Figure 1.1 illustrates the structure of a nucleotide with a thymine base. Although this figure shows one phosphate group, up to three phosphates can be attached. For example, adenosine 5'-triphosphate (ATP), which has three phosphates, is the molecule responsible for supplying energy for many biochemical cellular processes.
Ribonucleic acid is a polymer that is quite close in structure to DNA. One of the differences is that in RNA the sugar is ribose rather than deoxyribose. While the latter has a hydrogen at the 2' position (figure 1.1), ribose has a hydroxyl group at this position. Another difference is that the thymine base is replaced by the structurally similar uracil (U) base in a ribonucleotide.
The deoxyribonucleotides in DNA and the ribonucleotides in RNA are joined by the covalent linkage of a phosphate group where one bond is between the phosphate and the 5' carbon of deoxyribose and the other bond is between the phosphate and the 3' carbon of deoxyribose. This type of linkage is called a phosphodiester bond. The arrangement just described gives the molecule a 5'->3' polarity or directionality. Because of this, it is a convention to write the sequences of nucleotides starting with the 5' end at the left, for example, 5'-ATCGGCTC-3'. Figure 1.2 is a simplified diagram of the phosphodiester bonds and the covalent structure of a DNA strand.

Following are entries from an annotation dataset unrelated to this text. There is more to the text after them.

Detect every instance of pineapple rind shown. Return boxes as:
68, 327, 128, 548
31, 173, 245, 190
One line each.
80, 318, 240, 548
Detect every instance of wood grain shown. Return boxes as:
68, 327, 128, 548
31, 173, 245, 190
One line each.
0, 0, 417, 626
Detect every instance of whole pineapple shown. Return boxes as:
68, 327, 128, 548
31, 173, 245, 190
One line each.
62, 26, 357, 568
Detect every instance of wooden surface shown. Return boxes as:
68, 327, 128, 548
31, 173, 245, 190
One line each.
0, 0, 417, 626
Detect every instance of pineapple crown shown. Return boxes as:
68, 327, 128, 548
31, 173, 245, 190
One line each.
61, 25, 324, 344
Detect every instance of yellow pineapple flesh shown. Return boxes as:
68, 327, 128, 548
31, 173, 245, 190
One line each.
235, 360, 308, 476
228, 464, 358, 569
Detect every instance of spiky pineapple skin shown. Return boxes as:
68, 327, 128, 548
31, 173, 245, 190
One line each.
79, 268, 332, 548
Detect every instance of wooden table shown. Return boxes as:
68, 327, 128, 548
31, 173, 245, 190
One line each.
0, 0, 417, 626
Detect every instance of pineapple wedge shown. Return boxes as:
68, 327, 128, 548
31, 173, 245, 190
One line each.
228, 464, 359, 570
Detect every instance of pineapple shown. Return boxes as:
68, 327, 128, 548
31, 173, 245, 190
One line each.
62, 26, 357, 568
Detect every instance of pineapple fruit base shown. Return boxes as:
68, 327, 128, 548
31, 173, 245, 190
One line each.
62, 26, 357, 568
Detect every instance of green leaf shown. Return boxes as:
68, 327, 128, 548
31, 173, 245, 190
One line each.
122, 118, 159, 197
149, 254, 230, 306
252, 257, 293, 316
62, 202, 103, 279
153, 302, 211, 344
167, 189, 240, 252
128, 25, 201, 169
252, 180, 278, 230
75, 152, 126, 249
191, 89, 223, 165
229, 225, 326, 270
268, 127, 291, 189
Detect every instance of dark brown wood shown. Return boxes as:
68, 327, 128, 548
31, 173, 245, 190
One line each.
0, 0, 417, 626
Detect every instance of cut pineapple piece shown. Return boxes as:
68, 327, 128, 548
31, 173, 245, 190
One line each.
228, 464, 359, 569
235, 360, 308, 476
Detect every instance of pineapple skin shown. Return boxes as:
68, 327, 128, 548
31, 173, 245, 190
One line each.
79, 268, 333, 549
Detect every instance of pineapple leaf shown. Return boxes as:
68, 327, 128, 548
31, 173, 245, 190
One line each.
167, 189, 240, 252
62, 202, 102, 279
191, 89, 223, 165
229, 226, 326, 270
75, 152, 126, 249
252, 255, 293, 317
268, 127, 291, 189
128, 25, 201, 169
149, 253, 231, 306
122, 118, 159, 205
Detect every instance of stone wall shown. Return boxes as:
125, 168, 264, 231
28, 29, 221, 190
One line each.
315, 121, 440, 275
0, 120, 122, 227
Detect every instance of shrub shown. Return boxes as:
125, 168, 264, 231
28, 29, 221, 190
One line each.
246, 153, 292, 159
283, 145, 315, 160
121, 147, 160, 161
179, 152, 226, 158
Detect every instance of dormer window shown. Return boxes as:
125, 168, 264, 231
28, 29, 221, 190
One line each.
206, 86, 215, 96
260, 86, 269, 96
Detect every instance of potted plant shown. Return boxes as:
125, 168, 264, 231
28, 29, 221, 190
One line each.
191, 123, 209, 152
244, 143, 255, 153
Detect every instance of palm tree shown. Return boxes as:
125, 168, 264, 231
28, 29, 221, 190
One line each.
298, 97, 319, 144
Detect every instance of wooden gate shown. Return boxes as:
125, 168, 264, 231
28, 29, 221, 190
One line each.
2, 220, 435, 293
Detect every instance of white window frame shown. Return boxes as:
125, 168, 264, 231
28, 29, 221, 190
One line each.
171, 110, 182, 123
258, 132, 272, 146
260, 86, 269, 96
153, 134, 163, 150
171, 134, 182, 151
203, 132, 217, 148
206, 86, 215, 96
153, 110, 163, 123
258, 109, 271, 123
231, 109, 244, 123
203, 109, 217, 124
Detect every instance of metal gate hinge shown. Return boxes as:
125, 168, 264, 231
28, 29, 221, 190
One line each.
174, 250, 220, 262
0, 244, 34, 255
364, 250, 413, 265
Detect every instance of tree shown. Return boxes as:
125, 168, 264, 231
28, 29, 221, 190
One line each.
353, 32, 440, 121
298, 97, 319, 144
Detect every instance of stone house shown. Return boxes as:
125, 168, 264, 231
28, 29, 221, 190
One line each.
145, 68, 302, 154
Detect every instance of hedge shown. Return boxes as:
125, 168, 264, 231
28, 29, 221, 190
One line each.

DNA commonly occurs in nature as two strands of nucleotides twisted around in a double helix, with the repeating phosphate-deoxyribose sugar polymer serving as the backbone. This backbone is on the outside of the helix, and the bases are located in the center. The opposite strands are joined by hydrogen bonding between the bases, forming base pairs. The two backbones are in opposite or antiparallel orientations. Thus, one strand is oriented 5'->3' and the other is 3'->5'. Each base can interact with only one other type of base. Specifically, A always pairs with T (an A · T base pair), and G always pairs with C (a G · C base pair). The bases in the base pairs are said to be complementary. The A · T base pair has two hydrogen bonds, whereas the G · C base pair has three hydrogen bonds. These bonds are responsible for holding the two opposite strands together. Thus, if a DNA molecule contains many G · C base pairs, it is more stable than one containing many A · T base pairs. This also implies that DNA that is high in G · C content requires a higher temperature to separate, or denature, the two strands. Although the individual hydrogen bonds are rather weak, because the overall number of these bonds is quite high, the two strands are held together quite well.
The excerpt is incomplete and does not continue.